Leading Innovation and Entrepreneurship: Frank Douma ’92
Frank Douma ’92 will be a featured speaker in the Leading Innovation and Entrepreneurship speaker series on Friday, October 6. The event, which is free and open to the public, will start at 2:00 p.m. in Harris Cinema. The Donald and Winifred Wilson Center for Innovation and Leadership is sponsoring the speaker series and associated course.
Douma has been interested in transportation issues for much of his life (the train tracks through Grinnell's campus were influential in choosing his college), but had no idea that he could make a career out of studying them until the summer after his 3rd year at Grinnell, when he participated in an internship in Southeast England organized by Professor Wayne Moyer. For eight weeks, he studied the anticipated impacts of the opening of the Channel Tunnel on the Borough of Ashford, a railroad town that became the only rail stop between London and the Tunnel.
This exposure to planning as a practice led him to adjust his career goals by adding a Masters Degree in Public Affairs to his plans to attend Law School. The decision became fortuitous as his work in Ashford helped him obtain a research assistant position at the Humphrey School of Public Affairs at the University of Minnesota, looking at the potential environmental issues created by new transportation technologies. As he moved towards graduation and beyond, he parlayed that work into positions with the Twin Cities’ Metropolitan Airports Commission, Minnesota Department of Transportation, and the Canadian Pacific Railway.

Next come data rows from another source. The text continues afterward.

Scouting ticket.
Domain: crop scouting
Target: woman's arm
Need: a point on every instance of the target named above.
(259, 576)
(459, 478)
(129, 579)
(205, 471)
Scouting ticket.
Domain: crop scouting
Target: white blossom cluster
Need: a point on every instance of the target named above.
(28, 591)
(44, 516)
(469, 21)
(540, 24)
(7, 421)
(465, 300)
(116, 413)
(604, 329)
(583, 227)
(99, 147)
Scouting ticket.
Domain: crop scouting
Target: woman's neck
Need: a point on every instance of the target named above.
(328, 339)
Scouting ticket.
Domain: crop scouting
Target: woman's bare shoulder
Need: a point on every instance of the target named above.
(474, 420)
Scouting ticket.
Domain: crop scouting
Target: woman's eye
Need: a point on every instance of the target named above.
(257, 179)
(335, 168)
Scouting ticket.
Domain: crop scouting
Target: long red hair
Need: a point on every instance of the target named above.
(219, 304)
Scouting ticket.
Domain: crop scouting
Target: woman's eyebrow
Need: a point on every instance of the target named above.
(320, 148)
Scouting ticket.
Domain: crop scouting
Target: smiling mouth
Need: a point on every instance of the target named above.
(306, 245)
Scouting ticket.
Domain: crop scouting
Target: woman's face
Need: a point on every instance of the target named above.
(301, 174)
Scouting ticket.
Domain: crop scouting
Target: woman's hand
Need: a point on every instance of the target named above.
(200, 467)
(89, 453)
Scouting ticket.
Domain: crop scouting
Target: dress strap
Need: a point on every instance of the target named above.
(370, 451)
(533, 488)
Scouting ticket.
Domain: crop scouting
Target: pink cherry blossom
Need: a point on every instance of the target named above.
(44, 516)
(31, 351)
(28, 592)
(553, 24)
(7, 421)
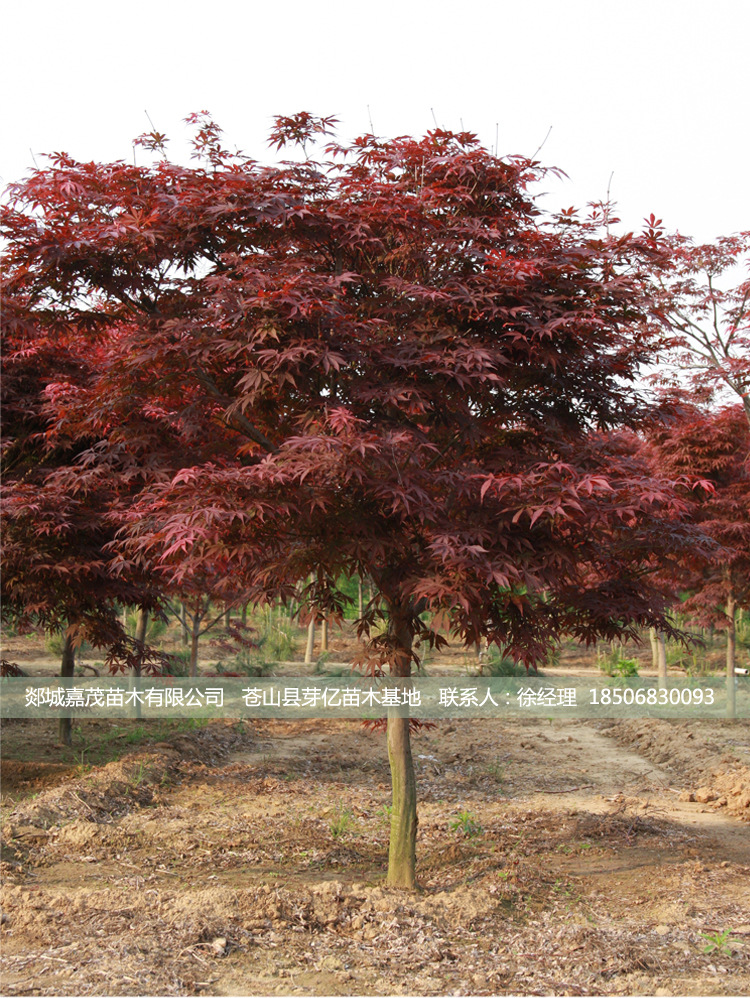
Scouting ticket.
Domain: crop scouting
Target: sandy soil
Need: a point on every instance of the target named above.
(554, 858)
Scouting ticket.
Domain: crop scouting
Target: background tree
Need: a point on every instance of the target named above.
(388, 363)
(714, 446)
(704, 293)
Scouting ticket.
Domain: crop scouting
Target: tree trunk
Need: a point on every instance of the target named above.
(141, 628)
(731, 654)
(662, 661)
(194, 649)
(67, 669)
(654, 648)
(402, 850)
(310, 641)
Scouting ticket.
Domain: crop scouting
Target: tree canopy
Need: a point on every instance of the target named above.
(387, 361)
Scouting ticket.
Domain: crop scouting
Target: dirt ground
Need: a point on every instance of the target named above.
(563, 857)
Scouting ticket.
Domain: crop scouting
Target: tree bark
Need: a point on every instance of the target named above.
(67, 669)
(654, 648)
(662, 661)
(184, 632)
(141, 628)
(402, 849)
(731, 610)
(310, 641)
(194, 637)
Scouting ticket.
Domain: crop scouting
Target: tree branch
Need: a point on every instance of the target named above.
(238, 422)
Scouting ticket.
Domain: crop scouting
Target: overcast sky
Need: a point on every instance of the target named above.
(653, 93)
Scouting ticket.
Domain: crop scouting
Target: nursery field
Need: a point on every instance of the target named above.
(248, 858)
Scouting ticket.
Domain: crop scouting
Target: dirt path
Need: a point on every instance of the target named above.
(553, 860)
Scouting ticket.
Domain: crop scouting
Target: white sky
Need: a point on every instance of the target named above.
(656, 92)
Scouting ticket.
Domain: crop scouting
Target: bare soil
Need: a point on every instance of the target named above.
(235, 859)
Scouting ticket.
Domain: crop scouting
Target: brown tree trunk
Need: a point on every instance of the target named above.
(662, 661)
(402, 849)
(67, 669)
(731, 654)
(654, 648)
(141, 628)
(310, 641)
(194, 637)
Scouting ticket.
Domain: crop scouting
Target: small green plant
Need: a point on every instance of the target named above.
(718, 942)
(178, 663)
(496, 769)
(613, 664)
(139, 776)
(467, 824)
(340, 823)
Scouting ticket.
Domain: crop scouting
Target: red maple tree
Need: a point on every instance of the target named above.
(713, 446)
(388, 362)
(703, 293)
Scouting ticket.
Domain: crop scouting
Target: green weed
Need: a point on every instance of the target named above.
(340, 823)
(467, 824)
(718, 942)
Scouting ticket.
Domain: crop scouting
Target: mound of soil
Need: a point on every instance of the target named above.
(710, 759)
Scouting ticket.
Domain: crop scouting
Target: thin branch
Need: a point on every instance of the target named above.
(238, 422)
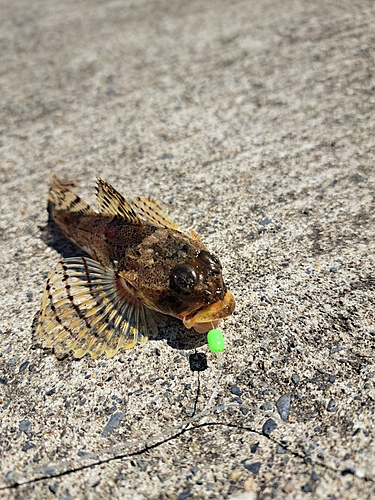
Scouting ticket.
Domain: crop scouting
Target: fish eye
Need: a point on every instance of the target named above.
(210, 260)
(184, 277)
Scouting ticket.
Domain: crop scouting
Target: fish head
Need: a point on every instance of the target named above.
(178, 276)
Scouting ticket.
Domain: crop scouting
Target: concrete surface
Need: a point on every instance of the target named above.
(254, 122)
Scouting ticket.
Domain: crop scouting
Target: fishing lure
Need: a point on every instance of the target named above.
(140, 268)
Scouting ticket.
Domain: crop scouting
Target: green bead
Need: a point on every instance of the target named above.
(215, 341)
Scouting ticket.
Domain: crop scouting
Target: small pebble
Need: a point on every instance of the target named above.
(332, 406)
(28, 445)
(280, 450)
(283, 406)
(269, 426)
(113, 422)
(254, 447)
(253, 466)
(53, 488)
(235, 390)
(24, 426)
(23, 366)
(184, 494)
(266, 406)
(307, 488)
(295, 378)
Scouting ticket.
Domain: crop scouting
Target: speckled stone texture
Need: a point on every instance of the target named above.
(254, 122)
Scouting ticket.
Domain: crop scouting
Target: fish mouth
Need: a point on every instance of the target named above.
(206, 318)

Having gained experience across several transportation modes in the public, quasi-public and private sectors, Douma returned to academia as a Research Fellow with the State and Local Policy Program, the same organization he worked with as a student at the Humphrey School. Since that time his work has continued to focus on policy and legal issues related to transportation technologies, including telework, tolling and other pricing, safety, and, most recently self-driving vehicles, which resulted in his only quotations to date in both the New York Times and Wall Street Journal (along with a number of additional longer and drier articles in academic journals). He was named the second Director in the history of the State and Local Policy Program in October 2015, and his current projects include examining inter-relationship between traffic laws, speeding, and safety, as well as the possible role of pricing in an environment with an increasing number of self-driving cars.
While work and family life seem to have colluded to keep Douma from further travel abroad, and he has never been in a tenured or tenure track academic position, he believes his ability to find new research opportunities and define key research questions for nearly 20 years comes from understanding bureaucratic politics and the meaning of life through his Political Science major and courses in the works of Tolstoy and Dostoevsky as part of a concentration in Russian and Eastern European Studies while a student at Grinnell.